In our quest to stay in shape and keep our hearts healthy, we often struggle to choose exercise that our bodies can physically support. If you have back issues, running or jogging are probably off the table. What can you do to break a sweat but not your back?
“Exercise can be one of the best and most effective ways to help people manage and even prevent future back pain,” says Kristin Schulz, a physical therapist with Sharp Grossmont Hospital. “Fortunately, there are a variety of low-impact exercise programs and equipment to help people with back issues remain active and in shape.”
Incorporating a strengthening program targeting core muscles further prepares your back for the following four cardio workouts.
Spinning on an indoor bike or cycling outdoors are great high-intensity cardio options for people with back pain. Adjust your bike to fit your body’s needs, maintain good posture and keep your abdominals engaged. Listen to your back to determine how far to lean over, and avoid rocking your hips or shrugging your shoulders while cycling. To ease into a cycling workout, a stationary recumbent bicycle provides more back support and a less intense workout, and helps you work up your way to spinning or cycling.
- Aquatic exercise
For individuals with more severe back pain, aquatic exercise can have tremendous benefits. The unique properties of the water allow for minimal stress on the joints and the spine. Aqua jogging — running with your legs underwater — can be highly effective for a higher-level workout, as well as pain relief. If you prefer swimming, freestyle and backstroke are typically the safest strokes, as they prevent your back from arching as much as butterfly and breaststroke.

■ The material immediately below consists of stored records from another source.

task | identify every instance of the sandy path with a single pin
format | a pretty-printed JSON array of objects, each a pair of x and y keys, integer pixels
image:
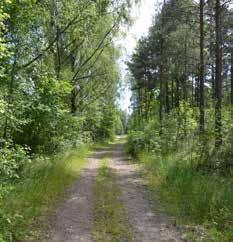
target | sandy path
[
  {"x": 147, "y": 225},
  {"x": 74, "y": 218}
]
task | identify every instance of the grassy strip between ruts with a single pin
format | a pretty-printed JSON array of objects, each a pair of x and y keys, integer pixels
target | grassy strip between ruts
[
  {"x": 201, "y": 200},
  {"x": 25, "y": 211},
  {"x": 110, "y": 223}
]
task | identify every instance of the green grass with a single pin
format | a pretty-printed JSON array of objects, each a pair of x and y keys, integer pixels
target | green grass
[
  {"x": 25, "y": 210},
  {"x": 192, "y": 196},
  {"x": 110, "y": 224}
]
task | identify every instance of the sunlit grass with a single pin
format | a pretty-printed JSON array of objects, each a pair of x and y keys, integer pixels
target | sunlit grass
[
  {"x": 26, "y": 209},
  {"x": 192, "y": 196}
]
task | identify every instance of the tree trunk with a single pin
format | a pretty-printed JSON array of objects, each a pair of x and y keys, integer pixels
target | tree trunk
[
  {"x": 218, "y": 75},
  {"x": 202, "y": 69},
  {"x": 232, "y": 77}
]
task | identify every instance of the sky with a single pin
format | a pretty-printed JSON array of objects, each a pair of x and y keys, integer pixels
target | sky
[{"x": 142, "y": 15}]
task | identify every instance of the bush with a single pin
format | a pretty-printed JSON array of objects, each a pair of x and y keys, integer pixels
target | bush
[{"x": 12, "y": 161}]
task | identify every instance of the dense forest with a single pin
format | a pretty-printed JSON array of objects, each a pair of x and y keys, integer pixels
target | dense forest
[
  {"x": 182, "y": 83},
  {"x": 59, "y": 82},
  {"x": 59, "y": 92}
]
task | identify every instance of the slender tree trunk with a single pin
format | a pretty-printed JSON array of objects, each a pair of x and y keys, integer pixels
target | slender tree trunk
[
  {"x": 202, "y": 69},
  {"x": 177, "y": 94},
  {"x": 218, "y": 75},
  {"x": 172, "y": 95},
  {"x": 167, "y": 106},
  {"x": 161, "y": 98}
]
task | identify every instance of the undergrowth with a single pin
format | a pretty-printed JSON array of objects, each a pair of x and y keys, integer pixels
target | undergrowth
[
  {"x": 25, "y": 205},
  {"x": 110, "y": 222},
  {"x": 194, "y": 196}
]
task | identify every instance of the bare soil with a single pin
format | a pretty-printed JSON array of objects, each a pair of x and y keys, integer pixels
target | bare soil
[
  {"x": 73, "y": 221},
  {"x": 148, "y": 225}
]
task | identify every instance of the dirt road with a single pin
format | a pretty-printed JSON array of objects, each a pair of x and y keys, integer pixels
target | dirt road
[{"x": 74, "y": 218}]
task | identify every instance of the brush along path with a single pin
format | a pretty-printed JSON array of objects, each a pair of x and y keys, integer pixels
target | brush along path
[
  {"x": 147, "y": 225},
  {"x": 74, "y": 218}
]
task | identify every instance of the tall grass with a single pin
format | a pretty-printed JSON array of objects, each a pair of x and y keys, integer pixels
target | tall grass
[
  {"x": 190, "y": 194},
  {"x": 24, "y": 211}
]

- Walking outside or on a treadmill
Schulz says you can still achieve a great workout using a treadmill or walking outside. “One way to maximize either workout is to add interval training,” she says. “Adding a brisk walk for as little as 10 to 30 seconds at a time, then recovering at a regular pace can have great results.” On the treadmill, she recommends slowly increasing the incline setting, as accommodating the uphill movement can be tough on back pain.
- Elliptical trainer
One option that may or may not be good for you — depending on your specific back issue — is the elliptical trainer. Although low-impact, the machine typically leads to bending at the waist further than when walking. This may, for example, exacerbate a herniated disc through increased spinal flexion.
As with any injury or condition, Schulz strongly advises a consultation with a doctor or physical therapist to determine the best workout for you. “Also, let your pain be your guide,” she says. “You may not need to stop the activity forever, but modify or build up slowly to let your back adapt.”